ネパール会計検査院(OAG)は4月12日、ネパール人出稼ぎ労働者向けの金銭負担軽減策として導入されている「free visa, free ticket」制度について、実効性が担保されておらず、依然としてネパール人労働者への金銭負担が大きいと言及。政府に徹底を促した。
同制度の下では、サウジアラビア、クウェート、アラブ首長国連邦(UAE)、カタール、オマーン、バーレーン、マレーシアでの勤務のため海外移住する労働者に対しては、当該国への入国ビザや渡航費は全て雇用主側が負担することを義務化。労働者側は、事前健康診断、事前研修、職業紹介事業者へのサービス費のみを支払えばよく、労働者側の金銭負担を軽くしている。

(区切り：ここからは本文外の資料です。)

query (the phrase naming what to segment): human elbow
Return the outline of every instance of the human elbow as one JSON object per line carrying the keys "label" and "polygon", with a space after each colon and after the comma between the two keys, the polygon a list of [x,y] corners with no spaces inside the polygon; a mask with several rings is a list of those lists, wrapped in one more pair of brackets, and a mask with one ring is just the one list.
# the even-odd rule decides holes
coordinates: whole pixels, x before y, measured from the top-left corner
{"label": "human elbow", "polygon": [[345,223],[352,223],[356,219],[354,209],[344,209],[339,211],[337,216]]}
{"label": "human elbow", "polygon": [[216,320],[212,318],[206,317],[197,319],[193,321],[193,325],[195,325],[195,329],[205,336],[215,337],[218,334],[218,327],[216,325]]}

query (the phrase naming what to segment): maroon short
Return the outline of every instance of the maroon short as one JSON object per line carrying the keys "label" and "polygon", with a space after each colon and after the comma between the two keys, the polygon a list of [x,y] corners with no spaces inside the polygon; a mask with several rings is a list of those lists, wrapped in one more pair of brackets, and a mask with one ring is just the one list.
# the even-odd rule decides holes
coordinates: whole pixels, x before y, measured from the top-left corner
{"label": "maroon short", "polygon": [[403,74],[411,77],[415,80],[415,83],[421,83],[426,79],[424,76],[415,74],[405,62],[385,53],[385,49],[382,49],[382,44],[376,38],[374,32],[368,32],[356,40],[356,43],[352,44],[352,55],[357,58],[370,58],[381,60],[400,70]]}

しかし、今回会計検査院が調査したところ、実際には労働者側が負担させられている事例が数万人規模いることがわかった。ネパールNGOのLaw and Policy Forum for Social Justice(LAPSOJ)によると、職業紹介事業者に遠慮して政府は徹底を躊躇っているという。LAPSOJは、法執行徹底を求め行政裁判を起こし、すでにネパール最高裁判所は法執行を命じているが、依然として機能していない模様。
また、同制度のもとでも、職業紹介事業者へのサービス費支払は正当化されているが、労働者側からサービス費を徴収する行為は、強制労働や現代奴隷とみなされることが一般化してきており、問題がある。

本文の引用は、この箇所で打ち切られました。